According to an embodiment of the invention, the tissue of type I is gallbladder, liver, heart, kidney or intestine, and the tissue of type II is swim bladder, spinal cord, gill, muscle or brain.
According to another aspect of the invention, a kit for evaluating the environmental pollution level of fish is provided. According to an embodiment of the invention, the kit comprises reagents, standards, auxiliary materials or a combination of at least one of the foregoing methods for detecting the degree of fish contamination. Therefore, the kit provided by the embodiment of the invention obtains the tissue distribution information of the differentiated pollution markers by carrying out open mass spectrum imaging detection on the slices of the fish to be detected, so as to obtain the information of the pollution degree of the fish. In addition, it should be noted that the kit has all technical means and technical features of the method for detecting the pollution level of fish, and are not described in detail herein.

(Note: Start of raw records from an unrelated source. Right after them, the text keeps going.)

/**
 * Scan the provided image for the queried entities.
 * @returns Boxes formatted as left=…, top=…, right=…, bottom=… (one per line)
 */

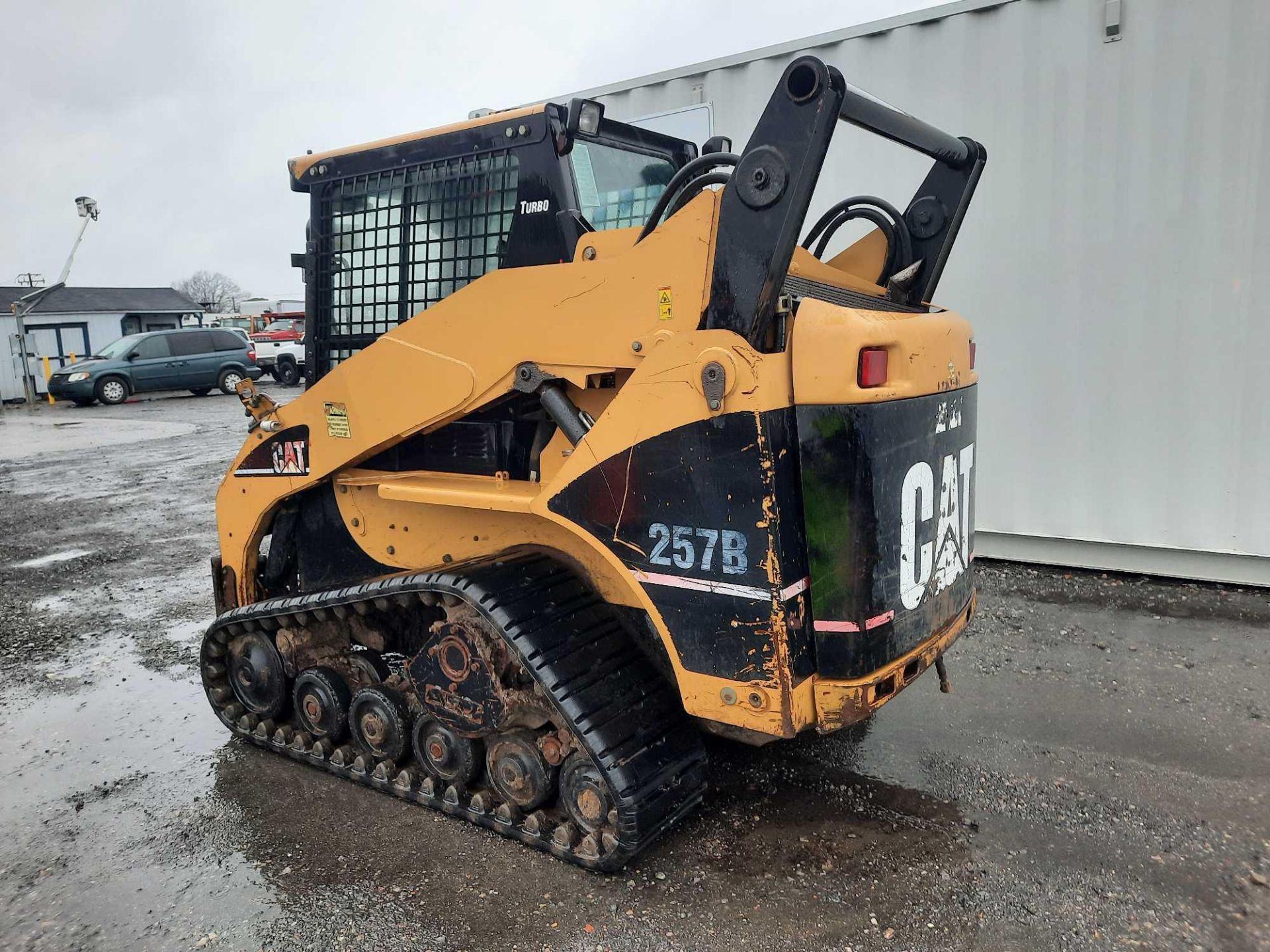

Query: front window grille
left=315, top=151, right=518, bottom=372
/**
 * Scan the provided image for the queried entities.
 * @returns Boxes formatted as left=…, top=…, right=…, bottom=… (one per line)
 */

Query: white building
left=566, top=0, right=1270, bottom=584
left=0, top=287, right=203, bottom=401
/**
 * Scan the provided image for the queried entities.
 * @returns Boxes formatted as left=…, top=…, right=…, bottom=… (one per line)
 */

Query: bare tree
left=171, top=272, right=246, bottom=313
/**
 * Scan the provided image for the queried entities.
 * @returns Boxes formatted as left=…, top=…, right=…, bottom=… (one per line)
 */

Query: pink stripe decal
left=813, top=611, right=896, bottom=631
left=631, top=569, right=810, bottom=602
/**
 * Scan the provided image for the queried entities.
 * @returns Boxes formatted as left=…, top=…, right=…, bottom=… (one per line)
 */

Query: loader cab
left=290, top=100, right=697, bottom=385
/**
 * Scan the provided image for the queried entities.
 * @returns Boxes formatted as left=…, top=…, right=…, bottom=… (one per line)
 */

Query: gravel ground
left=0, top=391, right=1270, bottom=952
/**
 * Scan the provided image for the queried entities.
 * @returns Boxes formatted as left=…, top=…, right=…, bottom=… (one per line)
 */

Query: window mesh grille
left=315, top=150, right=518, bottom=373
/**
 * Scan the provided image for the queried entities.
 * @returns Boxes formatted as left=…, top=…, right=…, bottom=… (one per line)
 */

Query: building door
left=26, top=324, right=89, bottom=393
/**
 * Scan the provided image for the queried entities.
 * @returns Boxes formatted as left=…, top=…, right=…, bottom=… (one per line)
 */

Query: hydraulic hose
left=813, top=206, right=903, bottom=284
left=802, top=196, right=913, bottom=279
left=665, top=171, right=732, bottom=218
left=635, top=152, right=740, bottom=245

Additional aspects and advantages of the invention will be set forth in part in the description which follows, and in part will be obvious from the description, or may be learned by practice of the invention.
Drawings
The foregoing and/or additional aspects and advantages of the invention will become apparent and may be better understood from the following description of embodiments taken in conjunction with the accompanying drawings in which:
FIG. 1 shows an optical image of zebra fish tissue and a PFOA-related MALDI signal map in accordance with one embodiment of the present invention;
FIG. 2 shows a schematic representation of the results of a class I fit of a heart according to one embodiment of the invention;
FIG. 3 shows a schematic diagram of the results of a class II fit of the brain according to one embodiment of the invention;
FIG. 4 shows a schematic representation of the results of an "exposure profile" according to one embodiment of the invention.
Detailed Description
Embodiments of the present invention are described in detail below, examples of which are illustrated in the accompanying drawings, wherein like or similar reference numerals refer to like or similar elements or elements having like or similar functions throughout. The embodiments described below by referring to the drawings are illustrative only and are not to be construed as limiting the invention.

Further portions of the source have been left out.